The title of this work also references the ‘pub rock’ music genre that developed in the UK during the early 1970s, which rejected progressive and glam rock that was costly to record and considered flashy. The pub rock movement associated itself with independent labels and was a precursor to the British punk rock scene. The Jam, who although are not directly associated with this movement, formed around the same time this genre did. Pete references this band by dressing his character in a style they are famous for.
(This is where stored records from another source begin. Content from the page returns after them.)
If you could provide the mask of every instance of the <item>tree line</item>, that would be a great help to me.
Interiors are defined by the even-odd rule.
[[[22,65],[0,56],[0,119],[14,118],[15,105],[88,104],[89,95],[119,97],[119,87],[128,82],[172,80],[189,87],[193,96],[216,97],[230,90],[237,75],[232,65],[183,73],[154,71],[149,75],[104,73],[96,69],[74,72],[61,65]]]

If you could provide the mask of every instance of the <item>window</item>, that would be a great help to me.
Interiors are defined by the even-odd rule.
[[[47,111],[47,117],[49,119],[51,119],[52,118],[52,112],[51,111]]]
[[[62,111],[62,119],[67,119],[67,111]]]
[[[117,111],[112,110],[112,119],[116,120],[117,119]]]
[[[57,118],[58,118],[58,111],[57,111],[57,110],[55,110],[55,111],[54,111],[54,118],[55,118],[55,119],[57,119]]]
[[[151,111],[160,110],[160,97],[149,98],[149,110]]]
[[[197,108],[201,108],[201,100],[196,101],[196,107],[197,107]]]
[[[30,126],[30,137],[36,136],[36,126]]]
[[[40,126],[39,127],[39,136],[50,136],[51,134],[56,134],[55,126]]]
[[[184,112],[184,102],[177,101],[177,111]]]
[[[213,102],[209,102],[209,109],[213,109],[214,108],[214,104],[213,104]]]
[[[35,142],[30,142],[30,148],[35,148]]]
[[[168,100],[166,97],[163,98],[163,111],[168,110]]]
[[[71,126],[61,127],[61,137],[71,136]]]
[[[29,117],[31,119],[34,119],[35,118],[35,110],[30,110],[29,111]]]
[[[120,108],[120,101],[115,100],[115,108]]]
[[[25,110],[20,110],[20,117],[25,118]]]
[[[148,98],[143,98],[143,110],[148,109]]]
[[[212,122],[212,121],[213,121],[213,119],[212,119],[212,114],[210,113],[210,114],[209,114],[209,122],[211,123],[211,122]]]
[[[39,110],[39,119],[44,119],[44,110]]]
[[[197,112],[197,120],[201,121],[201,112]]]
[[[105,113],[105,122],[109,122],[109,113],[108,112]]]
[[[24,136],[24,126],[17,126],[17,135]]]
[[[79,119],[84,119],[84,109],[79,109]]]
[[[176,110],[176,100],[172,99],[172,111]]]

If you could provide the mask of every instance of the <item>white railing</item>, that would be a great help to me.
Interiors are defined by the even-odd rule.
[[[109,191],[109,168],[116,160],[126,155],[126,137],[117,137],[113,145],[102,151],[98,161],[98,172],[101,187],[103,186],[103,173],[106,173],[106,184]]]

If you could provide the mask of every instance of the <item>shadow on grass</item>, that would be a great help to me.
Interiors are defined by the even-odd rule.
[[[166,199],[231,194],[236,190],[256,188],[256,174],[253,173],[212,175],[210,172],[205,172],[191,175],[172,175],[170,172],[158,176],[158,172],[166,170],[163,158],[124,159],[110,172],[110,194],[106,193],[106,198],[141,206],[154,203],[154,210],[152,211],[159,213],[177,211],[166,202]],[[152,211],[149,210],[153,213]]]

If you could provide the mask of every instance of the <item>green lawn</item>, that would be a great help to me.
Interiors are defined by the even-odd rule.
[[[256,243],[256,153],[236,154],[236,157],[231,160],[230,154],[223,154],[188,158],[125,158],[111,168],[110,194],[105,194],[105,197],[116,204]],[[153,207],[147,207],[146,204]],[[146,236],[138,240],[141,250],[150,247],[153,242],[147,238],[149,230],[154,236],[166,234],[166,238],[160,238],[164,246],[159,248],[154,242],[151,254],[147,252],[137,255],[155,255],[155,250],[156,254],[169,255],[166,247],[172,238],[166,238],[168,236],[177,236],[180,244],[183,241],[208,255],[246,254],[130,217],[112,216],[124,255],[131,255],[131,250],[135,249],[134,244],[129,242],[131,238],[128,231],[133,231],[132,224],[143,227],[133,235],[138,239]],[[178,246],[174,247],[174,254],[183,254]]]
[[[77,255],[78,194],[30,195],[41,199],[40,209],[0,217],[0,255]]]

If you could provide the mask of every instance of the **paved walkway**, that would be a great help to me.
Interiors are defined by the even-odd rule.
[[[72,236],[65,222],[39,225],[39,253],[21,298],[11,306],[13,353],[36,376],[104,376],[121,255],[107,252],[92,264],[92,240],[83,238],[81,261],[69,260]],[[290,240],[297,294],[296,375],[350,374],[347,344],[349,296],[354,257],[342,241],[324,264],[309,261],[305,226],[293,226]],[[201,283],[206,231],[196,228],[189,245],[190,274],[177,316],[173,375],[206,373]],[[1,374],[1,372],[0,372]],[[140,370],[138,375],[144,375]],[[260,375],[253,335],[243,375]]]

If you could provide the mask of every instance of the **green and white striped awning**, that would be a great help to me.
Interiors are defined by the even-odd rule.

• Signed, numbered and titled by Pete McKee
• Framed: 55cm x 75cm (approx.)
What is an Artist’s Proof print?
Artist’s Proofs are the first prints signed off by the artist when printing a limited edition run of prints. APs are the same as the prints from the limited edition run, regarding how they are printed, the paper they are printed on etc. They are also signed and numbered by the artist. However, the number of APs is much smaller, usually amounting to 10-15% of the general run of limited edition prints. So for example, if 100 limited edition prints were created then around 10-15 APs will exist. These prints are usually marked with ‘AP’ or ‘A/P’ as well as the number they are out of. APs are more collectable; therefore they are often more expensive than the prints from the main limited edition run. They are also often previously owned by the artist and are out of a much smaller number which adds to their collectability.